Wednesday, July 8, 2009

The Limits of Grace

It was 10pm and I was done for the day. It was time to curl up in the sheets, read for a bit and maybe have a little lovin’. It would be the perfect nightcap to a wonderful holiday weekend. Get the picture?

The last thing on my mind was the next day’s schedule. But it was at the top of Jill’s bedtime checklist, especially because I was going to be gone for a few days. One of my bride’s many God-given gifts is the ability to tie up loose ends. Do you see the making of a perfect storm? If only I’d been a bit more patient.

Something about the way Jill expressed surprise about me forgetting one of our appointments set me off. “Don’t you remember we rescheduled that?” Blame fatigue or my expectations that she would be as ready for bed as I was…the fact is that I wasn’t gracious. Sadly that momentary lapse cost US* for the next several hours.

This was a bad ending to an otherwise wonderful weekend. We’d enjoyed barbecue, leisurely walks and talks and some enjoyable episodes of affection. How is it that things can get so twisted so quickly?

Looking back, I have to admit that I’ve harbored an ungodly belief that grace has limits. It was 10pm, about the 16th hour of my day, and I didn’t feel like being patient with Jill’s need to clarify our schedule. “Do we have to deal with this now?” Besides I felt dumb that I’d forgotten, and I read into Jill’s tone. Still grace would have solved the problem before it got started. It wasn’t long before she asked for it, “Hey, how about a little grace?” It was a very appropriate request. In hindsight I’m sorry that I had to be asked.

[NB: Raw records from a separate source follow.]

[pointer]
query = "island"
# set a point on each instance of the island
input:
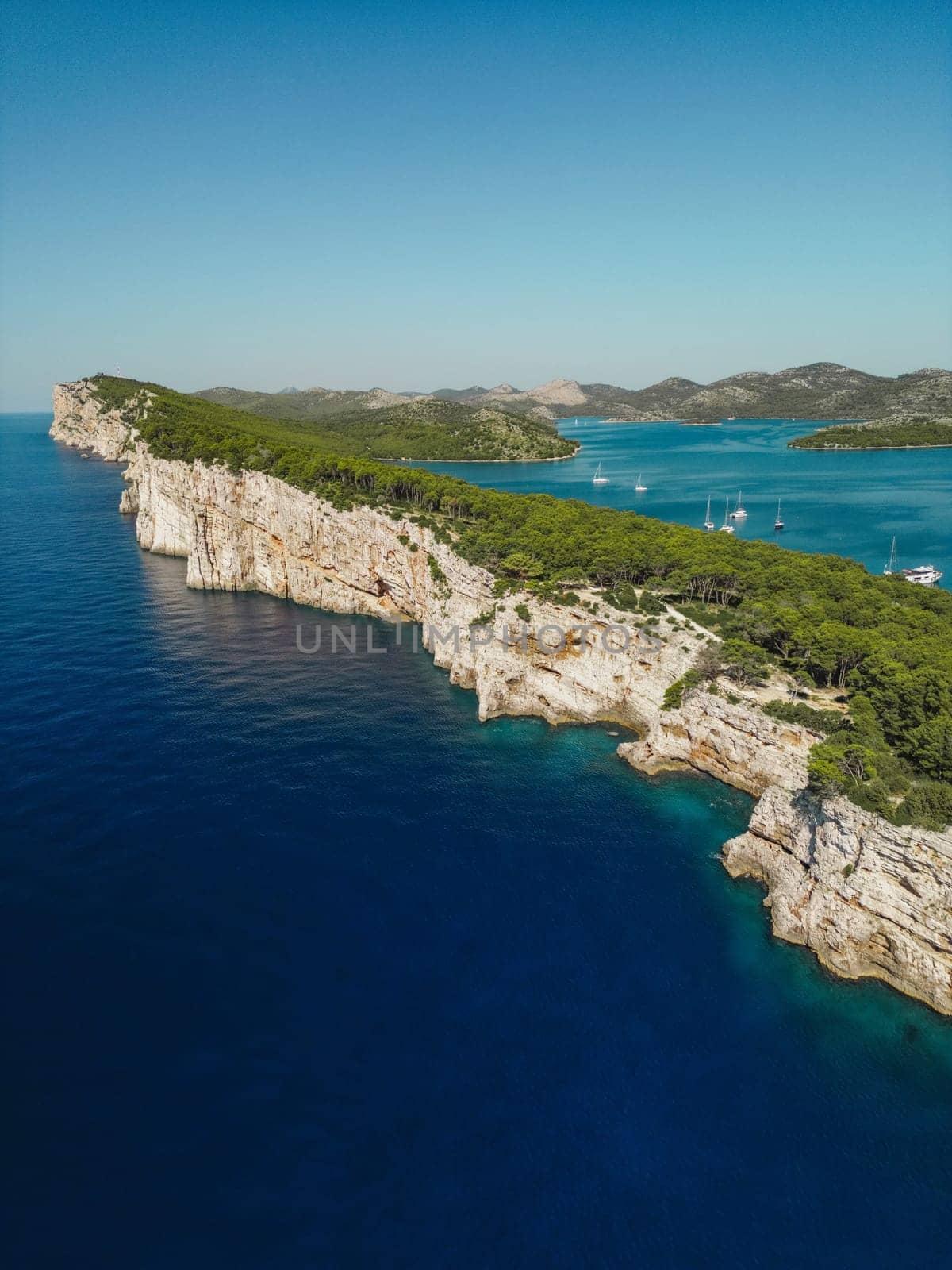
(376, 425)
(916, 433)
(823, 691)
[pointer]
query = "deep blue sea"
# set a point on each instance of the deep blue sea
(848, 503)
(306, 968)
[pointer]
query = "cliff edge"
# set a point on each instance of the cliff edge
(869, 899)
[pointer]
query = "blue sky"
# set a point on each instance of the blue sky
(429, 194)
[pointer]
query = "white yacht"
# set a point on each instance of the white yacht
(923, 575)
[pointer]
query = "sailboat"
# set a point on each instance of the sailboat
(892, 563)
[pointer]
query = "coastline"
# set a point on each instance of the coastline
(549, 459)
(869, 448)
(869, 899)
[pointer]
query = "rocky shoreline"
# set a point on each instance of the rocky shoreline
(869, 899)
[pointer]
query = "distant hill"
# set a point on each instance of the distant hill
(823, 391)
(384, 425)
(304, 403)
(901, 433)
(427, 429)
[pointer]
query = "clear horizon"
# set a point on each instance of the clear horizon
(435, 194)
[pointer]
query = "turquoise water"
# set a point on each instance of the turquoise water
(305, 967)
(846, 503)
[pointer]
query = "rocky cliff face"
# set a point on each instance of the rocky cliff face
(869, 899)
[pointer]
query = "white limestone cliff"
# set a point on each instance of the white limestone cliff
(867, 897)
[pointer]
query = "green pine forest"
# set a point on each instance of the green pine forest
(885, 645)
(917, 432)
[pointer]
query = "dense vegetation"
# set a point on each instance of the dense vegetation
(404, 429)
(823, 391)
(880, 435)
(885, 645)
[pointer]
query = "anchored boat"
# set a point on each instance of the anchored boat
(923, 575)
(739, 512)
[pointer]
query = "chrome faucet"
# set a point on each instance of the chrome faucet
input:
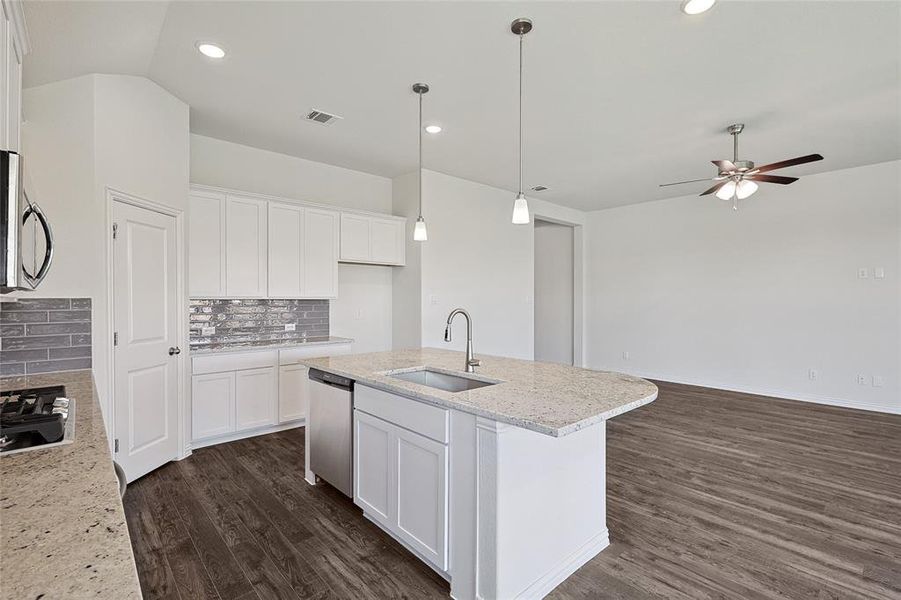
(471, 362)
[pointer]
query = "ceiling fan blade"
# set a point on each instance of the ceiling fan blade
(772, 179)
(714, 188)
(688, 181)
(788, 163)
(725, 165)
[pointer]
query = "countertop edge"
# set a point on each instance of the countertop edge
(499, 417)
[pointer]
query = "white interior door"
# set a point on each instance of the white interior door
(146, 323)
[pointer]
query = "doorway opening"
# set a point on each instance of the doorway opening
(554, 292)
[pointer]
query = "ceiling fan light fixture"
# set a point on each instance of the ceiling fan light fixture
(727, 191)
(745, 189)
(696, 7)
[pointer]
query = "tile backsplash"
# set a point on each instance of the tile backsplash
(245, 321)
(43, 335)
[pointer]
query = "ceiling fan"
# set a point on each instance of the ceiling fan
(737, 179)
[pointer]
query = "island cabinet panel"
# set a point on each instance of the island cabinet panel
(255, 398)
(213, 405)
(245, 247)
(401, 475)
(293, 395)
(206, 249)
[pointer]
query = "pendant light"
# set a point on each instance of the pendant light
(520, 27)
(420, 234)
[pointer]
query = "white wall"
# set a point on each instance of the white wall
(751, 300)
(81, 136)
(363, 310)
(554, 304)
(475, 258)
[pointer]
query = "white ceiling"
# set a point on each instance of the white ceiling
(620, 96)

It’s a good thing that God doesn’t limit grace, isn’t it? “Sorry Jeff, you’ve sinned one time too many. No more grace for you.” It’s unbelievable and unfair that it DOESN’T work that way. And since He doesn’t work that way, neither can I.

Learning to live loved requires acceptance that while we were still sinners Christ died for us; the just for the unjust, the lovely for the unlovely. And learning to live loving means that every thought about others is rooted in the reality that love continues to be extended even when we behave in an unlovely ways.

Jesus doesn’t demand perfection from me as a condition of His love and acceptance. If I’m going to walk as He walked then I won’t demand perfection from others. Rather, I’ll walk with Him and allow Him to work on my heart because it’s clear that working on it myself doesn’t work. And maybe, just maybe I’ll reach for strength in Him and allow Him to live through me, even after 10 o’clock at night!.

*US – capitalized us/US indicates the union of our relationship. My choice cost us; not me, not her, but US…our marriage.